Even after World War II and all the successive wars and rumours of wars, it is clear that we have failed to eliminate the ideological impulse to dominate and eradicate. ‘The war to end all wars’ was nothing of the sort: aggressors still have malignant objectives and defenders have righteous motives. And in the irreconcilably divergent perspectives and mutual exclusions we see the trauma, suffering and bloodshed that is pre-ordained. Whatever the losses or gains; however we reason the moral dichotomies or enforce political agreements, we must never take for granted the liberty and autonomy of national sovereignty.
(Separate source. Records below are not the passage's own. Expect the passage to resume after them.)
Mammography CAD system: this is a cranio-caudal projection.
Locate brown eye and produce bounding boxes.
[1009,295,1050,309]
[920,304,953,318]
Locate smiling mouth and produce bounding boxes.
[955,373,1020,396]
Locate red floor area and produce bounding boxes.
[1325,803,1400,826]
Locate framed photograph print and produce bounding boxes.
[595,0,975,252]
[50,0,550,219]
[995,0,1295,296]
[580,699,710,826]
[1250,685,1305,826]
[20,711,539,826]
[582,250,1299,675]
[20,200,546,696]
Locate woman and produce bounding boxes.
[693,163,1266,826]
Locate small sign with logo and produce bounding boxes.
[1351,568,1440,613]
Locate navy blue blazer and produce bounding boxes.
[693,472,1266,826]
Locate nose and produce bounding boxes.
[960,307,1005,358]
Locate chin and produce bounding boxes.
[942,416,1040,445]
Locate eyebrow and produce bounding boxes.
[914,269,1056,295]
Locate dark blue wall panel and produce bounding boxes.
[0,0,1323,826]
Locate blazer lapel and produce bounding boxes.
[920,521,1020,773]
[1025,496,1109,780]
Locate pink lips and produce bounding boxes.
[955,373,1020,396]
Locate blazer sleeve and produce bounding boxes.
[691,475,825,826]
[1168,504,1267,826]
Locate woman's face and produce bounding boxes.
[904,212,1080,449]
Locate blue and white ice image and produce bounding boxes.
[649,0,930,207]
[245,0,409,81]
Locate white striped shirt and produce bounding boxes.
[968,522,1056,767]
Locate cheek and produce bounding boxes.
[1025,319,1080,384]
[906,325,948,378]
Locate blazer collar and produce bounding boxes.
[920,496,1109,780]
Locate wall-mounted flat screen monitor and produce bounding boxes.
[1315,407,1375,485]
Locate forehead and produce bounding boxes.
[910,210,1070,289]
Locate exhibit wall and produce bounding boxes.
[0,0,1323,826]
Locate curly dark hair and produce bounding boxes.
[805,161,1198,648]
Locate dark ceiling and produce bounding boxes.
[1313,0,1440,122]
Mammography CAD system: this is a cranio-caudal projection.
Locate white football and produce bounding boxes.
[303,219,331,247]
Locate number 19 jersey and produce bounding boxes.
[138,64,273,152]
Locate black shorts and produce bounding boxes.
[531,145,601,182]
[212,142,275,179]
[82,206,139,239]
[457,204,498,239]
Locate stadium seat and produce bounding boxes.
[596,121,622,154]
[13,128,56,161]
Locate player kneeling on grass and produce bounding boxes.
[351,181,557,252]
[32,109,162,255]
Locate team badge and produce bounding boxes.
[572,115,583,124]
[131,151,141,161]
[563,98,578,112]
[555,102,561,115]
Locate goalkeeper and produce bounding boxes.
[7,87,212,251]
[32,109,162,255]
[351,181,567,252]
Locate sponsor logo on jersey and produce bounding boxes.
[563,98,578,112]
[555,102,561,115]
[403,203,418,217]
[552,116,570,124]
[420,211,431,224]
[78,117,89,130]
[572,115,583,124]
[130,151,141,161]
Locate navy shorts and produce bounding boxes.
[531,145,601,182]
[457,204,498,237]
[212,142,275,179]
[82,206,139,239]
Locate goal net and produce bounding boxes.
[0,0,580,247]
Some carp that World War I was a national tragedy – a whole generation of our brightest and best lie buried somewhere on the long, long trail of trenches from Ypres to the Somme. Lions led by donkeys, they say, left hanging on barbed wire for vacuous notions of nationalism and crass pseudo-patriotism. Don’t believe them. Don’t dignify their cynicism or prettify their pessimism with a second thought. Just be silent and perfectly still. If you didn’t visit the reverent poppies, take the time to study an image of their witness. And give thanks that that each and every one of them gave all their yesterdays so that we might have today, and our children and grandchildren revel in a thousand tomorrows. God willing.